Statistik tersebut menunjukkan bahwa persepsi terhadap integritas sektor publik Indonesia masih rendah. Dalam bahasa yang lebih sederhana, publik internasional, baik investor, pakar, hingga pelaku usaha, masih melihat korupsi sebagai masalah serius dalam tata kelola pemerintahan di Indonesia.

Jika dilihat dari sisi kerugian ekonomi, dampak korupsi sesungguhnya jauh lebih besar daripada yang sering dibayangkan. Laporan berbagai lembaga pemantau korupsi menunjukkan bahwa setiap tahun kerugian negara akibat praktik korupsi mencapai puluhan triliun rupiah. Tetapi kerugian yang sesungguhnya jauh  melampaui angka tersebut. Itu karena korupsi merusak kualitas kebijakan publik, memperlambat pembangunan, memperbesar ketimpangan, dan menurunkan kepercayaan masyarakat terhadap negara. Dalam bahasa ekonomi politik, korupsi pada akhirnya menjadi semacam “pajak gelap” yang dibayar rakyat kepada elite yang menyalahgunakan kekuasaan.
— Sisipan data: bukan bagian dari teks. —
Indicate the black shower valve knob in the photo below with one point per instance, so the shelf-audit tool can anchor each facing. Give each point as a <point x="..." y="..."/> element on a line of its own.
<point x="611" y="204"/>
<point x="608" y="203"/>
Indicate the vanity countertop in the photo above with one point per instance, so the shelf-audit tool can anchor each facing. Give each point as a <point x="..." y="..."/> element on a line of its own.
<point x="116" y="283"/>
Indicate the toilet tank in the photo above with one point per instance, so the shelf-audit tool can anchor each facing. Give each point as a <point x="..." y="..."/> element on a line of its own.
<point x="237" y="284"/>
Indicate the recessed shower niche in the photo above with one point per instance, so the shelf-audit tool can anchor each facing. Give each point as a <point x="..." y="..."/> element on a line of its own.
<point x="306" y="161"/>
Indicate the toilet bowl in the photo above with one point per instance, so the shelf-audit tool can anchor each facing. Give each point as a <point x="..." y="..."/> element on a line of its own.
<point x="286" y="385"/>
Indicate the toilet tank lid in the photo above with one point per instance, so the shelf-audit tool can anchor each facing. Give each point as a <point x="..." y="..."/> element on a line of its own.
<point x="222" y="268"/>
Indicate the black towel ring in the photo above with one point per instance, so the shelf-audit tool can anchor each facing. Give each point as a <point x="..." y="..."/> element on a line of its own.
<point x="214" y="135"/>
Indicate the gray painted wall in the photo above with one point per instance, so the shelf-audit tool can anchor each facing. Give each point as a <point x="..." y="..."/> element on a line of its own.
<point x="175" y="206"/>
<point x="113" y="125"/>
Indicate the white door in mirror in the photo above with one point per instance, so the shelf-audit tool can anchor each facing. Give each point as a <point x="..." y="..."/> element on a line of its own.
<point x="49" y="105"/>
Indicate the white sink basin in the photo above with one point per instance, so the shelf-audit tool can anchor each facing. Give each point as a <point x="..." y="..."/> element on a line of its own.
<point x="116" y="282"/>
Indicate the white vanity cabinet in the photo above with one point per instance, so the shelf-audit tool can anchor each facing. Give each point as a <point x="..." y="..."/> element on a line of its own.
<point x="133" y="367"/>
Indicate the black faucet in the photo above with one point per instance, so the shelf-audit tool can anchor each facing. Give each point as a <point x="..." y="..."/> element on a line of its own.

Provinsi Riau tidak dapat dilepaskan dari persoalan nasional ini. Sebagai salah satu wilayah dengan kekayaan sumber daya alam terbesar di Indonesia, mulai dari minyak bumi hingga perkebunan sawit, Riau seharusnya menjadi daerah dengan tingkat kesejahteraan yang tinggi. Namun sejarah politik daerah ini juga menunjukkan jejak panjang kasus korupsi yang melibatkan pejabat publik.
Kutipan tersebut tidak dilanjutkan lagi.